Bob Diamond, former chief executive officer of Barclays Bank, UK, has acquired 9.1 percent of shares of Union Bank of Nigeria plc through Atlas Mara, his investment company.
This is following his acquisition of sub-Saharan African bank ABC Holdings Limited (BancABC) and ADC African Development Corporation AG, to the tune of $265 million in the first acquisition by his investment company.
The ADC, which trades in Frankfurt, owns 9.1 percent of Union Bank of Nigeria and 47.1 percent of BancABC which offers financial services in Bostwana, Mozambique, Tanzania, Zambia and Zimbabwe.
Last year, African Capital Alliance (ACA) led a consortium of international investors (Union Global Partners) to recapitalise Union Bank of Nigeria plc (UBN). The consortium invested $500 million for a controlling stake in the bank. ACA invested $75 million as part of the consortium.
Union Bank, the former Barclays Bank in Nigeria, has operated for nearly a century. The bank represents one of the most attractive industry opportunities, given its significant brand equity, robust client base and extensive retail infrastructure (about 400 branches). UBN offers the investor group a real opportunity for significant value-addition to a previously undermanaged asset, ACA said.
“We looked extensively at where the best opportunities would be in Africa and we had our sights on a high-qualified, multi-country bank in one of the regions of Africa,” Diamond told reporters in Gaborone, the capital of Bostwana. “We are not passive investors and we want to truly add value.”

Diamond, who quit as Barclays CEO in July 2012 after the British bank was fined for manipulating benchmark interest rate, and Uganda entrepreneur Ashish Thakkar raised $325 million in an initial public offering for Atlas Mara in December. The investment firm, to which Diamond and Thakkar committed $20 million of their own money, is looking for African financial-services companies that can help businesses manage currency and commodity risks.

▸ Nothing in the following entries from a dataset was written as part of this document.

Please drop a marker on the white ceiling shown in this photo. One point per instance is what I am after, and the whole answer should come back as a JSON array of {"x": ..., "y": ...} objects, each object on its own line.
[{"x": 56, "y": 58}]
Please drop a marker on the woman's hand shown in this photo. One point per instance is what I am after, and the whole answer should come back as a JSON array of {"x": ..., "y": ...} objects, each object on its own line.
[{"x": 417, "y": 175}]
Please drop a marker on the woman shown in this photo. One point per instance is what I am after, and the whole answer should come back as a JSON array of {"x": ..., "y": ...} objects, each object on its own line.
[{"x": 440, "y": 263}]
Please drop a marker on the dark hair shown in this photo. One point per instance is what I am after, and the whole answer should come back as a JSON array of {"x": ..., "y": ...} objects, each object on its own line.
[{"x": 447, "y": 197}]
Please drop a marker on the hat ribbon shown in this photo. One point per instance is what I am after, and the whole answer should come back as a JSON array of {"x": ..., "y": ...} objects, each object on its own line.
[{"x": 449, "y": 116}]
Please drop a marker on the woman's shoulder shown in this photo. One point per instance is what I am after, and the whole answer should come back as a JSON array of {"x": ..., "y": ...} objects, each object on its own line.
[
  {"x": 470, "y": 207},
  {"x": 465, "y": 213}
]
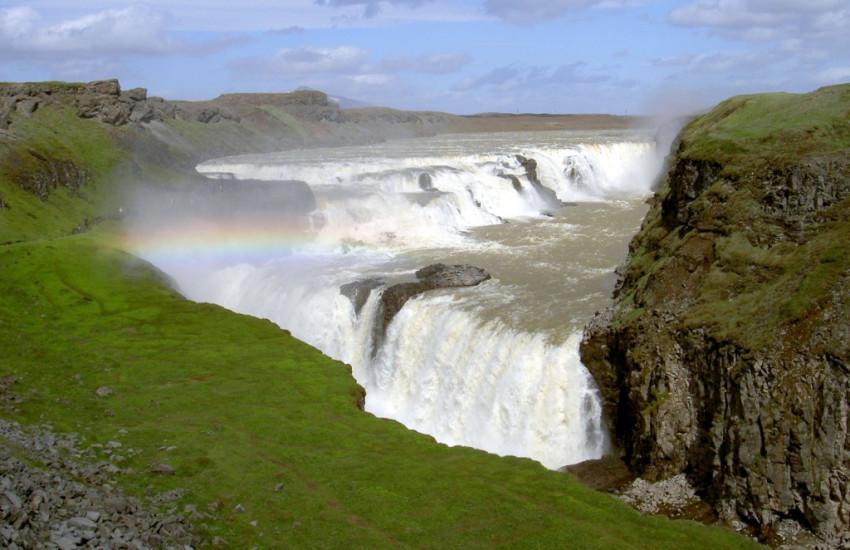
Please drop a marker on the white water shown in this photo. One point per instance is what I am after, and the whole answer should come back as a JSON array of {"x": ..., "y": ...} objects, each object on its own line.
[{"x": 494, "y": 366}]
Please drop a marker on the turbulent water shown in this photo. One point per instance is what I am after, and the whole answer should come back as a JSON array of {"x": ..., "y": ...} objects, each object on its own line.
[{"x": 493, "y": 366}]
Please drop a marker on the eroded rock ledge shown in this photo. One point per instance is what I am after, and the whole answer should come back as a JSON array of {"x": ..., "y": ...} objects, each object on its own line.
[{"x": 726, "y": 357}]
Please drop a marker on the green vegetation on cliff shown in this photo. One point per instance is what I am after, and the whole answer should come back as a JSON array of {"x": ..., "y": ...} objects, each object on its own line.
[
  {"x": 245, "y": 414},
  {"x": 735, "y": 306},
  {"x": 753, "y": 132},
  {"x": 768, "y": 175}
]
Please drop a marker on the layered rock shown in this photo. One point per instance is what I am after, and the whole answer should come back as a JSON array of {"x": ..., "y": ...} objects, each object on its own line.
[{"x": 727, "y": 355}]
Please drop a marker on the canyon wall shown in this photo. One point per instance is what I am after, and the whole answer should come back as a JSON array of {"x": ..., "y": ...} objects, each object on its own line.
[{"x": 727, "y": 354}]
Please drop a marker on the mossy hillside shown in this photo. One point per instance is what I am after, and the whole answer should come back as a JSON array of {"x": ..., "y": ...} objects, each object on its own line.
[
  {"x": 733, "y": 269},
  {"x": 36, "y": 144},
  {"x": 237, "y": 406}
]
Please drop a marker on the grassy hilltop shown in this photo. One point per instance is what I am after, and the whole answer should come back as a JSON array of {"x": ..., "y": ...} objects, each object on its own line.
[
  {"x": 727, "y": 353},
  {"x": 263, "y": 432}
]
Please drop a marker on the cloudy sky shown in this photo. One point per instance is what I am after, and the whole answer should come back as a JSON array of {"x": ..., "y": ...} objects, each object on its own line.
[{"x": 460, "y": 56}]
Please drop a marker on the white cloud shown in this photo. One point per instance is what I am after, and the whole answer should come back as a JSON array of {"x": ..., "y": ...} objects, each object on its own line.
[
  {"x": 534, "y": 12},
  {"x": 371, "y": 7},
  {"x": 308, "y": 59},
  {"x": 134, "y": 30},
  {"x": 768, "y": 20},
  {"x": 432, "y": 64}
]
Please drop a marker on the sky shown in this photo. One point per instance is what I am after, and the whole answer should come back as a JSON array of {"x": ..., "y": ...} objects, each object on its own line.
[{"x": 457, "y": 56}]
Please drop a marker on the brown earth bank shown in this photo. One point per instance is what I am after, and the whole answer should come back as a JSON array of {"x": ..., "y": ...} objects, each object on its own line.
[
  {"x": 726, "y": 357},
  {"x": 270, "y": 121}
]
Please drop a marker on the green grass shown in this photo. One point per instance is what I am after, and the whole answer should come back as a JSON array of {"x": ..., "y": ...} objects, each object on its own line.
[
  {"x": 57, "y": 135},
  {"x": 244, "y": 405},
  {"x": 762, "y": 283},
  {"x": 753, "y": 132},
  {"x": 248, "y": 407}
]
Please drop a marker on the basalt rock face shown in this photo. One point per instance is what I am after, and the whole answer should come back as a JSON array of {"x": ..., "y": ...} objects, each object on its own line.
[
  {"x": 727, "y": 354},
  {"x": 101, "y": 100}
]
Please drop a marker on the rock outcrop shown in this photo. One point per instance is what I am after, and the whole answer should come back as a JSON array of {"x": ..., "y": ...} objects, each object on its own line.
[
  {"x": 726, "y": 357},
  {"x": 428, "y": 278},
  {"x": 101, "y": 100}
]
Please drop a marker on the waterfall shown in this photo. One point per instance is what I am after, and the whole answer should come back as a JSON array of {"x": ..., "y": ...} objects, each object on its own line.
[{"x": 454, "y": 363}]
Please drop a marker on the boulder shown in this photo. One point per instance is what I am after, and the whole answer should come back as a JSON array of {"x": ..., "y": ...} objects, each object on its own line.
[{"x": 428, "y": 278}]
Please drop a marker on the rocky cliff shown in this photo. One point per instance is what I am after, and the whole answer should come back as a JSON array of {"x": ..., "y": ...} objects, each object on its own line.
[{"x": 727, "y": 354}]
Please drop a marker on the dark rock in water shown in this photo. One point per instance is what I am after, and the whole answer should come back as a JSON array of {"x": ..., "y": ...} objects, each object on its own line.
[
  {"x": 545, "y": 193},
  {"x": 429, "y": 278},
  {"x": 514, "y": 181},
  {"x": 358, "y": 292},
  {"x": 425, "y": 182}
]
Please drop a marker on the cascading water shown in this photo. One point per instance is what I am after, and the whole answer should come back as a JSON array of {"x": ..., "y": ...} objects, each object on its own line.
[{"x": 494, "y": 366}]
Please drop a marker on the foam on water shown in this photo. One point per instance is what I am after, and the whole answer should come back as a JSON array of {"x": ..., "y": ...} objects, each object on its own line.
[{"x": 453, "y": 363}]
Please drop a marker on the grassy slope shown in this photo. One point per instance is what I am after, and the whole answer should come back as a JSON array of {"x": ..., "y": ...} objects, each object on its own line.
[
  {"x": 755, "y": 291},
  {"x": 751, "y": 132},
  {"x": 248, "y": 407}
]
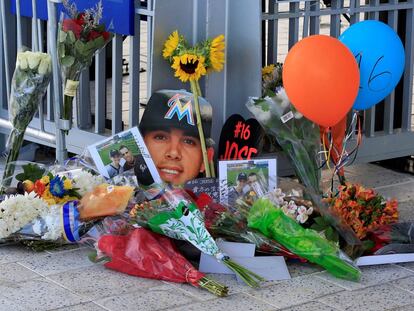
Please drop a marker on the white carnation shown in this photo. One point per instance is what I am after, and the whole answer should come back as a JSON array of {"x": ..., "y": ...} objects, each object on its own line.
[{"x": 18, "y": 210}]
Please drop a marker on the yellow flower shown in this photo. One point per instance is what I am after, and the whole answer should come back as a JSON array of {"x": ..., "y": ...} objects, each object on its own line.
[
  {"x": 189, "y": 67},
  {"x": 268, "y": 70},
  {"x": 67, "y": 184},
  {"x": 217, "y": 53},
  {"x": 45, "y": 180},
  {"x": 171, "y": 44}
]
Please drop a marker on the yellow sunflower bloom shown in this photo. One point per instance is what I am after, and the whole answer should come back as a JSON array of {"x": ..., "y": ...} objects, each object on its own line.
[
  {"x": 189, "y": 67},
  {"x": 268, "y": 70},
  {"x": 67, "y": 184},
  {"x": 45, "y": 180},
  {"x": 171, "y": 45},
  {"x": 217, "y": 53}
]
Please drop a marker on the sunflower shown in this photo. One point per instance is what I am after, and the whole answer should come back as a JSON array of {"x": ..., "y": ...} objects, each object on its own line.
[
  {"x": 217, "y": 53},
  {"x": 189, "y": 67},
  {"x": 171, "y": 45},
  {"x": 268, "y": 70}
]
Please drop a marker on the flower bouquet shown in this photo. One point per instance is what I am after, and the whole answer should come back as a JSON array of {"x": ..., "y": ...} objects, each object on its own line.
[
  {"x": 177, "y": 216},
  {"x": 223, "y": 222},
  {"x": 80, "y": 36},
  {"x": 30, "y": 80},
  {"x": 140, "y": 252},
  {"x": 190, "y": 63},
  {"x": 298, "y": 137},
  {"x": 306, "y": 243}
]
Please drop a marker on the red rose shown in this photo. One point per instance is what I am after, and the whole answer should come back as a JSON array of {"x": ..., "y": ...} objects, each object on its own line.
[{"x": 72, "y": 25}]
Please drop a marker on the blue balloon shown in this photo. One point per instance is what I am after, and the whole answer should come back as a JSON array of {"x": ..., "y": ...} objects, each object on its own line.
[{"x": 380, "y": 55}]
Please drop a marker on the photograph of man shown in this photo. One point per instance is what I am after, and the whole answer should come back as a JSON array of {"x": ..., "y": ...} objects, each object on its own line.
[
  {"x": 240, "y": 189},
  {"x": 171, "y": 136},
  {"x": 114, "y": 168}
]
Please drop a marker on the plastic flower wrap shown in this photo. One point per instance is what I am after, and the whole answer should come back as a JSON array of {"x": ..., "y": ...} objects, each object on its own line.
[
  {"x": 298, "y": 137},
  {"x": 177, "y": 216},
  {"x": 140, "y": 252},
  {"x": 80, "y": 36},
  {"x": 30, "y": 80},
  {"x": 223, "y": 222},
  {"x": 306, "y": 243},
  {"x": 190, "y": 63}
]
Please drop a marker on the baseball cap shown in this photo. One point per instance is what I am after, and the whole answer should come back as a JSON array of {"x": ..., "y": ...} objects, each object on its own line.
[
  {"x": 114, "y": 153},
  {"x": 242, "y": 176},
  {"x": 168, "y": 109}
]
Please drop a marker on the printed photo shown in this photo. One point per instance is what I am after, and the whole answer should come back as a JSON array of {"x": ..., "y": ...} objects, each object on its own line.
[
  {"x": 246, "y": 178},
  {"x": 123, "y": 152}
]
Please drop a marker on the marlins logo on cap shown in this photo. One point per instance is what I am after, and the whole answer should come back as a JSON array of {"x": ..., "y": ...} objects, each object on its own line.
[{"x": 182, "y": 111}]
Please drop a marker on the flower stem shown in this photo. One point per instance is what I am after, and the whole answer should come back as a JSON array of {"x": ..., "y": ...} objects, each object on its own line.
[
  {"x": 194, "y": 90},
  {"x": 213, "y": 286},
  {"x": 15, "y": 142}
]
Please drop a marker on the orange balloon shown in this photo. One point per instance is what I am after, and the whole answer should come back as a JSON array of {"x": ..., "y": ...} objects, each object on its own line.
[{"x": 321, "y": 79}]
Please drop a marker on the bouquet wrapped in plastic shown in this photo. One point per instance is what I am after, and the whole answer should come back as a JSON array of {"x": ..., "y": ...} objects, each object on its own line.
[
  {"x": 30, "y": 80},
  {"x": 176, "y": 215},
  {"x": 223, "y": 222},
  {"x": 56, "y": 217},
  {"x": 298, "y": 137},
  {"x": 306, "y": 243},
  {"x": 140, "y": 252},
  {"x": 80, "y": 36}
]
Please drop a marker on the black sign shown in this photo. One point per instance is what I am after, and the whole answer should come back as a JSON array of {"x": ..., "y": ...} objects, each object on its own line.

Atlas Mara said it agreed to pay 82 cents a share for BancABC and offered 1.25 of its own shares for each one of ADC’s. Investors with 34.1 percent of ADC’s stock have agreed to tender their shares, it said, adding that the acquisition would be funded from the proceeds of the IPO.
BencABC started in Bostwana in 1956 and trades both in that country and on Zimbabwe’s stock exchange. Shareholders include Old Mutual plc (OML) and the International Finance Corporation, according to the lender’s website. Profit at BancABC rose 49 percent to 198 million pula ($22.5 million) last year, it said in a March 26 statement.
“Our objective is to build Africa’s premier financial-services group leveraging the access to capital, liquidity and funding that we at Atlas Mara can provide,” Diamond said in a statement. “I am delighted that we will be merging with such high quality organisations as BancABC and ADC.”
Atlas Mara will invest $100 million in BancABC after the transactions are completed, helping to boost the company’s capital-adequacy ratios, Douglas Munatsi, CEO of ABC Holdings, said in an interview in Gaborone.
“The country that gives us the highest returns will receive the most. Access to capital is part of what this transaction brings and I hope that from now the whole scenario of us being cash-hungry will change,” he said.
ADC said in September it planned to boost its southern African holdings to $500 million in the next two or three years.
“Atlas Mara founders and board share ADC’s vision of creating a pan-African banking group,” ADC CEO, Dirk Harbecke, said in a separate statement.
The deal will give Atlas Mara “a highly scalable growth platform across the Southern African Development Community” which has annual gross domestic product figure of over $640 billion, he said.
During his tenure as CEO, Diamond sought to boost Barclays’ profitability by combining its African operations with those of Absa Group Limited, the South African lender in which it acquired a majority stake in 2005. Last year Absa, now called Barclays Africa Group Limited (BGA), bought eight African units from its parent in an R18.3 billion all-share deal.